ACOs using medical home physicians save money, yield higher quality, report finds

by | Aug 9, 2018 | Portfolio News

The Patient-Centered Primary Care Collaborative (PCPCC) and the Robert Graham Center recently released their 2018 Evidence Report. In it, the organization found that Medicare accountable care organizations (ACOs) with a higher proportion of physicians who have patient-centered medical home (PCMH) experience tend to generate more savings and demonstrate higher quality scores than other ACOs who have fewer physicians specializing in this field.

PCMH is a care delivery model in which the patient’s primary care provider coordinates that patient’s care. The system is designed to produce coordinated, team-based holistic treatment. PCMHs and ACOs were created separately but they both have the same focus on outcomes-driven care.

In a recent panel discussion, Aledade CEO Farzad Mostashari; Robert Mechanic, exeutive director of the Institute for Accountable Care; Mai Pham, vice president of provider alignment solutions for Anthem; IBM Watson Health Deputy Chief Health Officer and Lead Population Health Officer William Kassler; and Anna Hwang, director of the Center for Consumer Engagement in Health Innovation, talked about the report and the importance of PCMH and ACOs.

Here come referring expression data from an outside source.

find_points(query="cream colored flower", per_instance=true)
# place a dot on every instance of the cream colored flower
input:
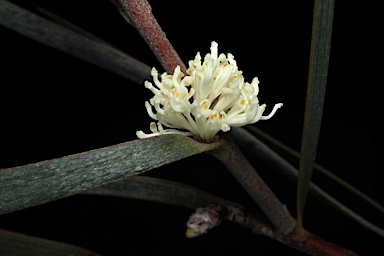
(211, 97)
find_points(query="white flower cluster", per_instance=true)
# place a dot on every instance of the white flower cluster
(211, 97)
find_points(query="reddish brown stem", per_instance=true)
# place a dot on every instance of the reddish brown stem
(139, 14)
(285, 229)
(246, 175)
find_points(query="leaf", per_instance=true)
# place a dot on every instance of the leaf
(42, 182)
(255, 147)
(78, 45)
(16, 244)
(159, 190)
(317, 80)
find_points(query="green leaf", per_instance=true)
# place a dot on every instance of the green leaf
(16, 244)
(317, 80)
(82, 46)
(38, 183)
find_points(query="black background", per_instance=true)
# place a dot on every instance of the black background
(53, 105)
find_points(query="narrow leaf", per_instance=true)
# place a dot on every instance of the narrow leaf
(255, 147)
(317, 80)
(319, 168)
(16, 244)
(72, 43)
(38, 183)
(160, 191)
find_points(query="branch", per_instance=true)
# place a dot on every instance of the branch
(85, 47)
(138, 13)
(249, 179)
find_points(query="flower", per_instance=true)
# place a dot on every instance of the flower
(211, 97)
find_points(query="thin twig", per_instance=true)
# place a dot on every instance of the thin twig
(264, 153)
(246, 175)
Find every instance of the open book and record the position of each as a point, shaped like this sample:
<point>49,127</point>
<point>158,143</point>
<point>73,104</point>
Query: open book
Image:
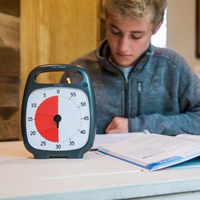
<point>154,151</point>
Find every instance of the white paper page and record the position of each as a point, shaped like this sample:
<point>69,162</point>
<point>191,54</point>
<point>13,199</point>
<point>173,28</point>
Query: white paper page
<point>188,136</point>
<point>105,139</point>
<point>153,150</point>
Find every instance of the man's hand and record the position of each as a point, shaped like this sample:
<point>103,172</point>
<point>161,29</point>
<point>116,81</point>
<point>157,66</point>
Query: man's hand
<point>118,125</point>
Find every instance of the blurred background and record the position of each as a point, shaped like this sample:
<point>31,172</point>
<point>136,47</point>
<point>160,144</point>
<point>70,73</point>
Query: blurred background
<point>36,32</point>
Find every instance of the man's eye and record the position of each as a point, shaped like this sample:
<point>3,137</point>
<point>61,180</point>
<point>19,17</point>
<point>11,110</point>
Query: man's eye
<point>136,38</point>
<point>115,33</point>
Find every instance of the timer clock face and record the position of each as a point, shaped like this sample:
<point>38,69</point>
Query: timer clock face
<point>57,119</point>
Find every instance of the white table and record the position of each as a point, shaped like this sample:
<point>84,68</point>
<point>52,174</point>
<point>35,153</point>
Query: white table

The report also found that there are six domains that contribute to successful ACOs—with success defined as shared savings, improved quality or effective use of healthcare services. Those six areas are leadership and culture, prior experience, health IT, care management strategies, organization and environmental factors, and incentive and payer alignment.

From a provider perspective, Aledade CEO Farzad Mostashari says two things are part of the equation: total cost of care accountability and voluntary alignment of practices. Successful ACOs must be a coalition of the willing, Mostashari says, since the “whole dynamic of the network is incredibly powerful.”

When asked to identify obstacles to ACO and value-based progress, the panel provided many answers including sluggish public policy, increasing consolidation threatening competition (as Mostashari said, “If you’re big, you don’t have to be good.”), and binary or reductive analytic results.